Another Starlink missions are scheduled the following week: Dec. 7.

On Dec. 9, SpaceX also is planning the third national security launch this year for the Space Force's Space Systems Command and the National Reconnaissance Office.

There have been 67 Starlink missions this year from Florida, carrying 1,724 satellites. In all there have been 150 Falcon 9 launches this year, including from California.

From Florida's Cape Canaveral and Kennedy Space Center there were a record 93 this year, after 74 missions in 2023. Aside from SpaceX, Blue Origin and United Launch Alliance also launch missions from Florida's space coast.

Mission to the International Space Station

SpaceX also sends astronauts to the International Space Center for NASA aboard Dragon. The last mission was Crew-11 on Aug 1 and docking the next day.

On Thursday, Russia launched two cosmonauts, Sergei Kud-Sverchkov and Sergei Mikaev, and American astronaut Christopher Williams from the Baikonur Cosmodrome in Kazakhstan. It lifted off at 4:27 a.m. local time.

One day later, the Soyuz MS-28 spacecraft successfully docked with the space station, Roscosmos said.

A launch inspection discovered "damage to several elements of the launch pad," according to a statement from Roscosmos.
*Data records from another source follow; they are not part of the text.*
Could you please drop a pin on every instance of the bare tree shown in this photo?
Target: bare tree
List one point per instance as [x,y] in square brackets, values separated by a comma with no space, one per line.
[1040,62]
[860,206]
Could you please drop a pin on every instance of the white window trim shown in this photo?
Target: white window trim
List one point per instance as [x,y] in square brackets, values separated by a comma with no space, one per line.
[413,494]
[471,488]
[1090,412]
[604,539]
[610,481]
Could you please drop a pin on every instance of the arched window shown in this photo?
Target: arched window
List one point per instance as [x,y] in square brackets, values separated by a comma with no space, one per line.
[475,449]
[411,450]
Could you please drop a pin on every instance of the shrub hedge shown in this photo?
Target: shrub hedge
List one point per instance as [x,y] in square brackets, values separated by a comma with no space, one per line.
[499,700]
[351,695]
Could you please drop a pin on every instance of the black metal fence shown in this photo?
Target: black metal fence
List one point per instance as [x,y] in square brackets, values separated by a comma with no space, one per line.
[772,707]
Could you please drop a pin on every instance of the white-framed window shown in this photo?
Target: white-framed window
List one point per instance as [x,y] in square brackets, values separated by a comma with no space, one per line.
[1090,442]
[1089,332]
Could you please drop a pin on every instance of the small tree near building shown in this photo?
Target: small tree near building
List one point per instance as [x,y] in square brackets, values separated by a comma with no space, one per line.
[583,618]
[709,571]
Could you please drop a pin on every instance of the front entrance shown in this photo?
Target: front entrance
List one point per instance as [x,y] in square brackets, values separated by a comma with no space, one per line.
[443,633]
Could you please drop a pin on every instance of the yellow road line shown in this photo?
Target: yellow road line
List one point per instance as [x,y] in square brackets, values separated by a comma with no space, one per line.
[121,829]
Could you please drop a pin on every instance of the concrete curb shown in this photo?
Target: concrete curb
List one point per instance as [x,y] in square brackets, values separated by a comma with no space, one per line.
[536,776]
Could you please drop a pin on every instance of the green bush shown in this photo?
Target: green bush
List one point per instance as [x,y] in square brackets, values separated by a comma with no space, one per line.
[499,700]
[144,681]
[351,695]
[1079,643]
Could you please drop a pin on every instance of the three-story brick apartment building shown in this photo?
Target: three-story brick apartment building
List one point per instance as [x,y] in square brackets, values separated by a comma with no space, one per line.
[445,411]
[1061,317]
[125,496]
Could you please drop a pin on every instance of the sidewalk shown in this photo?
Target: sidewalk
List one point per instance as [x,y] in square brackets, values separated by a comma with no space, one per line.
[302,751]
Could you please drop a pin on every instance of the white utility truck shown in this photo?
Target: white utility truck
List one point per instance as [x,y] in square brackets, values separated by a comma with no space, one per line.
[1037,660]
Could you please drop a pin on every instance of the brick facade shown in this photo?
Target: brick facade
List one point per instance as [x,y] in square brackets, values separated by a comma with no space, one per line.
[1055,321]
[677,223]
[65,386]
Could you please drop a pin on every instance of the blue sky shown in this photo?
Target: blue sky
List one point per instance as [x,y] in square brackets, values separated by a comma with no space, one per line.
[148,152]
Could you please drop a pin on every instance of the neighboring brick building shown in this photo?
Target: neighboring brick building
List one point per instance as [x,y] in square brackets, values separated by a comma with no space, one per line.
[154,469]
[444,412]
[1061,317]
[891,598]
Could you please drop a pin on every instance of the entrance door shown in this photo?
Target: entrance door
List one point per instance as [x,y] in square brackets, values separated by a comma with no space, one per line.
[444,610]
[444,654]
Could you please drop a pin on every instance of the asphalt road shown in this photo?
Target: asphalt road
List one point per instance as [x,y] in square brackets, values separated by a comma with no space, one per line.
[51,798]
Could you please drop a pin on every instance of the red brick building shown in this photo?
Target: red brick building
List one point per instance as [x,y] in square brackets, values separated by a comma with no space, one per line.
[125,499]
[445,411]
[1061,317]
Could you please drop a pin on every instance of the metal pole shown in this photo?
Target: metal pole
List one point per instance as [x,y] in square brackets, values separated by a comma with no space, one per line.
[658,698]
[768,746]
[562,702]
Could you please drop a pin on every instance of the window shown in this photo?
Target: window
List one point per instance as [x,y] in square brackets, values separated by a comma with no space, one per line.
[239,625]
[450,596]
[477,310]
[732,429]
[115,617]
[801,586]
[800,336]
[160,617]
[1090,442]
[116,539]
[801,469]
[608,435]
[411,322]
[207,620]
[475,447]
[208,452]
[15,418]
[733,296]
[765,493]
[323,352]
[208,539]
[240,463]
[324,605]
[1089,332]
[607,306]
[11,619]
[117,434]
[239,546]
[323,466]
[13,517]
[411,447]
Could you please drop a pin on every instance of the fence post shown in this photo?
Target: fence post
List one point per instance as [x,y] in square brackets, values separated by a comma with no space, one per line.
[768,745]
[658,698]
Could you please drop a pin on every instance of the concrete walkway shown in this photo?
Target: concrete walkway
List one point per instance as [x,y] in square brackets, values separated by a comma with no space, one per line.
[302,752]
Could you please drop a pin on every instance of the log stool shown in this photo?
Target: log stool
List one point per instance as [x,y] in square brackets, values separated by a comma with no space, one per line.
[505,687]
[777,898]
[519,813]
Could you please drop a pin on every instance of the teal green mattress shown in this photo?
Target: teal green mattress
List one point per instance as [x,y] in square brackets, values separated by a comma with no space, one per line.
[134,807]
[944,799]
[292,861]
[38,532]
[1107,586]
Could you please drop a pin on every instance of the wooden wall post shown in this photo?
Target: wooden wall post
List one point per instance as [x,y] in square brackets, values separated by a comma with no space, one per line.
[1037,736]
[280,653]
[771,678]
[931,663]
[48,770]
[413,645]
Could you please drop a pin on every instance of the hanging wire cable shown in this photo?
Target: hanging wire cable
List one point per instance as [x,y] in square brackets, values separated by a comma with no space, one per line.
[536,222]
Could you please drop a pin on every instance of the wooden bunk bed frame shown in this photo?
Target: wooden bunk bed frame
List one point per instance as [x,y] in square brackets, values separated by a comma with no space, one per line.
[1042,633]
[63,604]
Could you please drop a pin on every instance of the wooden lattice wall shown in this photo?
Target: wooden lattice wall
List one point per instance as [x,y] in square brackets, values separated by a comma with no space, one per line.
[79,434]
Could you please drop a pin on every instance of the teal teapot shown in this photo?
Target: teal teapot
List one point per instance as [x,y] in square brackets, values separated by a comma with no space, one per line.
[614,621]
"An assessment of the condition of the launch complex is currently underway.

The launch pad includes support systems for the rocket and a structure for occupants to access their capsule atop a Soyuz rocket.

"In the worst case this could seriously affect the rotation of crewed missions and cargo flights to the ISS," analyst and blogger Georgy Trishkin wrote on Telegram.

With the docking, there is a 10-member crew. Three are scheduled to return to Earth by Dec. 8, according to NASA.